For his final couture collection at Balenciaga, Demna didn’t look back in nostalgia — he moved forward with focus.
“This collection is the perfect way for me to finish my decade at Balenciaga,” he wrote in a letter accompanying the collection. “I have come as close as possible to being satisfied in this endless pursuit of impossible perfection” — a phrase he described as the “defining ethos of Cristóbal Balenciaga.”
Staged at the House’s salons on Avenue George V, the Autumn 2025 couture show was stripped of theatrics.
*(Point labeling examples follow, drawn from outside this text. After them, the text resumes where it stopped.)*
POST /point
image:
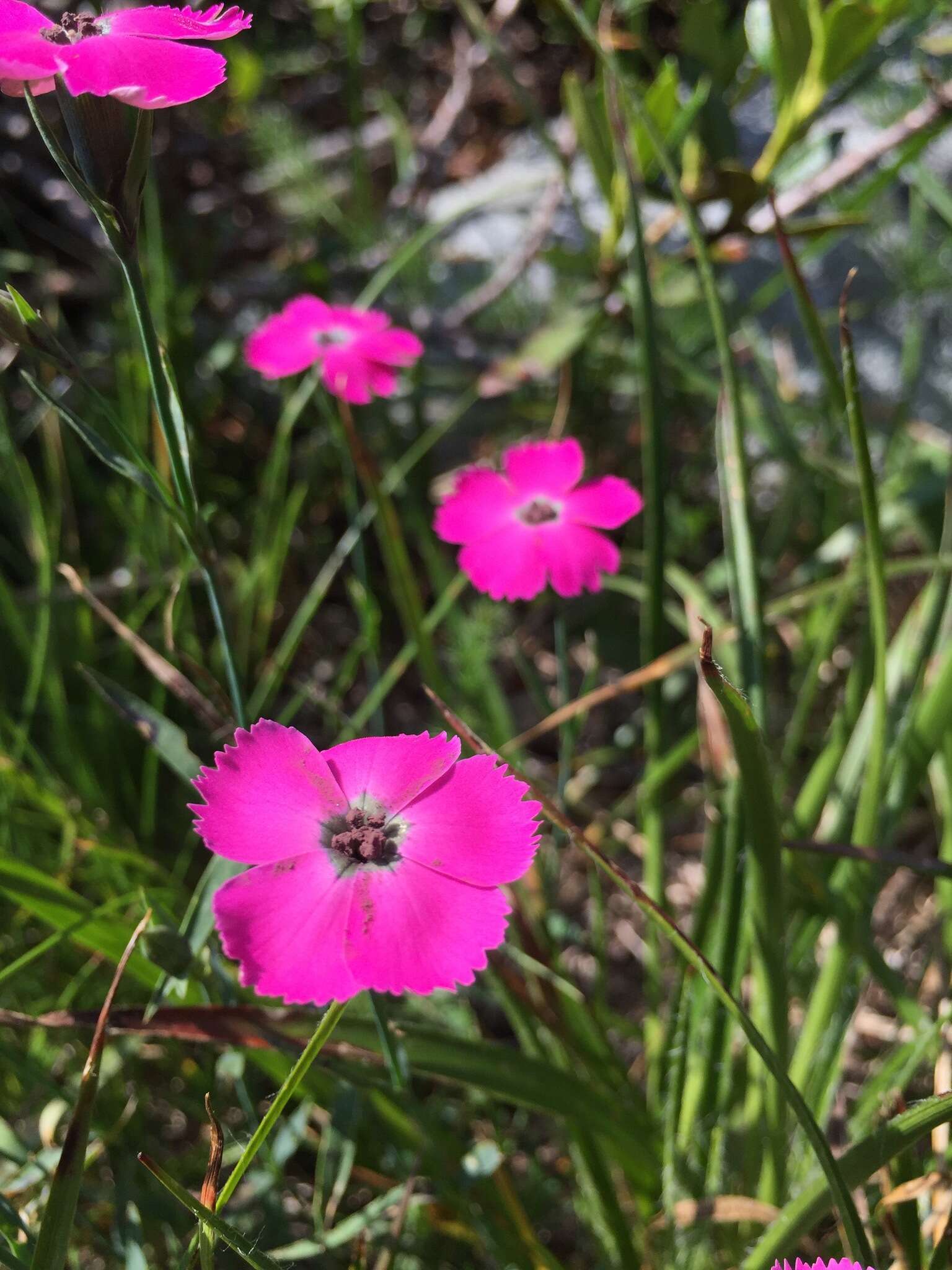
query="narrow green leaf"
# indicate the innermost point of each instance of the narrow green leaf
(102, 448)
(244, 1248)
(856, 1165)
(54, 1238)
(763, 833)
In their place: sculptural silhouettes, minimalist architecture, and uncompromising construction. It was a sharp departure from the spectacle often associated with Demna’s Balenciaga. Instead, he chose to end this chapter with precision and restraint.
The collection focused on construction, silhouette, and technical expertise. Tailoring for women took cues from bourgeois dress codes — tulip lapels that framed the face, sculpted shoulders, and high, built necklines that referenced both Medici collars and gothic costume. Corsetry was reengineered for comfort, shaping the House's signature exaggerated hourglass silhouette through “comfortable corsetry” rather than rigid structure.
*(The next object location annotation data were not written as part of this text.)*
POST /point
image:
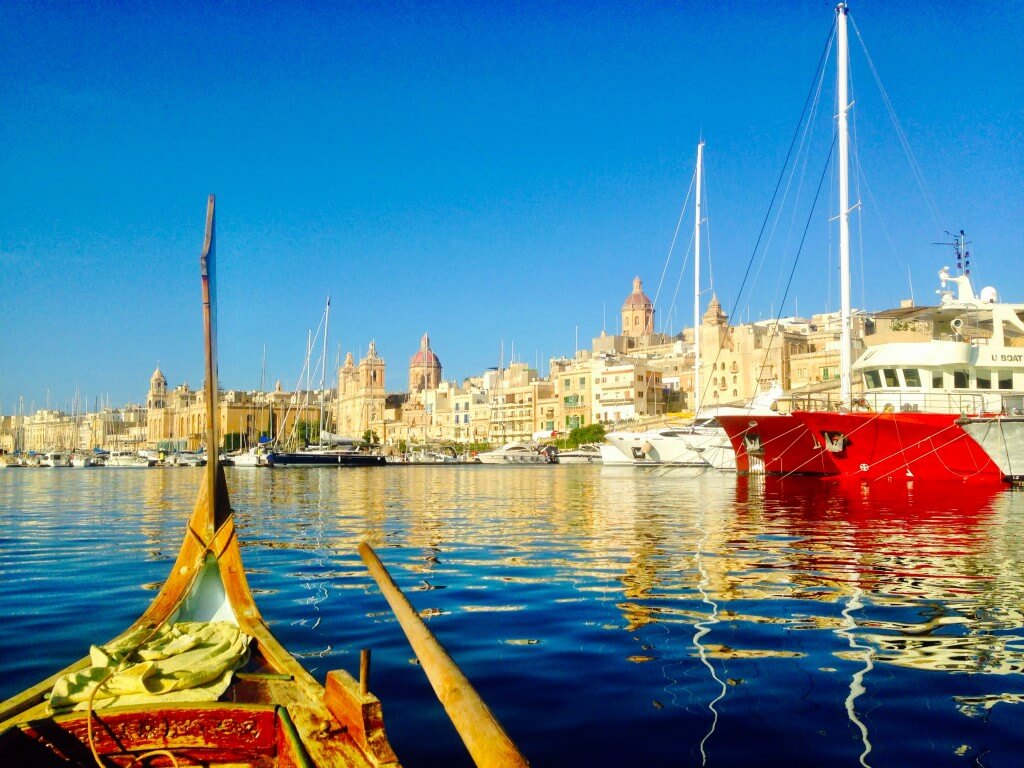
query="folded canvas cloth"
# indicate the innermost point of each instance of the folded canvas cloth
(184, 662)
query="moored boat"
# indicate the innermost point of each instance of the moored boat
(908, 422)
(254, 457)
(775, 443)
(517, 453)
(54, 459)
(127, 460)
(314, 457)
(1001, 437)
(587, 454)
Menswear included a set of nine unstructured Neapolitan suits, all originally fitted to a bodybuilder, then worn by models with varying body types. As Demna put it, “It is not the garment that defines the body, but the body that defines the garment."
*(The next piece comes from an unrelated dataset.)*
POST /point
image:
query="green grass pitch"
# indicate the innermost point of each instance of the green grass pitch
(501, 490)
Eveningwear drew from Old Hollywood — a recurring reference in Demna’s work. There was a pink organza “Debutante” gown, a black sequinned “Diva” dress inspired by Marilyn Monroe, and a feather-embroidered coat worn by Kim Kardashian, layered over a silk slip in homage to Elizabeth Taylor. Isabelle Huppert, a longtime muse, appeared in a sharply tailored black skirt suit, while Naomi Campbell walked in a sweeping, sculptural gown.
References to Cristóbal Balenciaga were woven throughout — “consciously, and subconsciously,” as Demna wrote. A standout moment came in the form of the Danielle suit: a recreation of a houndstooth ensemble worn in 1967, re-cut with what Demna described as “the Cristóbal Balenciaga attitude she embodies.” The final look — a seamless guipure lace gown, shaped using millinery techniques — was worn by longtime muse Eliza Douglas. Demna described it as “the ultimate minimal sculptural gown,” meant to represent everything the House stands for.
As always, there was an unflinching attention to detail throughout. Corduroy pants were crafted from 300 km of tufted embroidery, while logos on handbags were replaced with the names of the wearers. Elsewhere, a jewellery-box briefcase and tissue-paper flower brooches, crafted from scraps collected off the atelier floor, added layers to the collection's subtle storytelling.
The show’s soundtrack featured the voices of Demna’s team and collaborators, each saying their own name — ending with his. Then came Sade’s 'No Ordinary Love', a personal choice the designer described as the soundtrack of his life since childhood.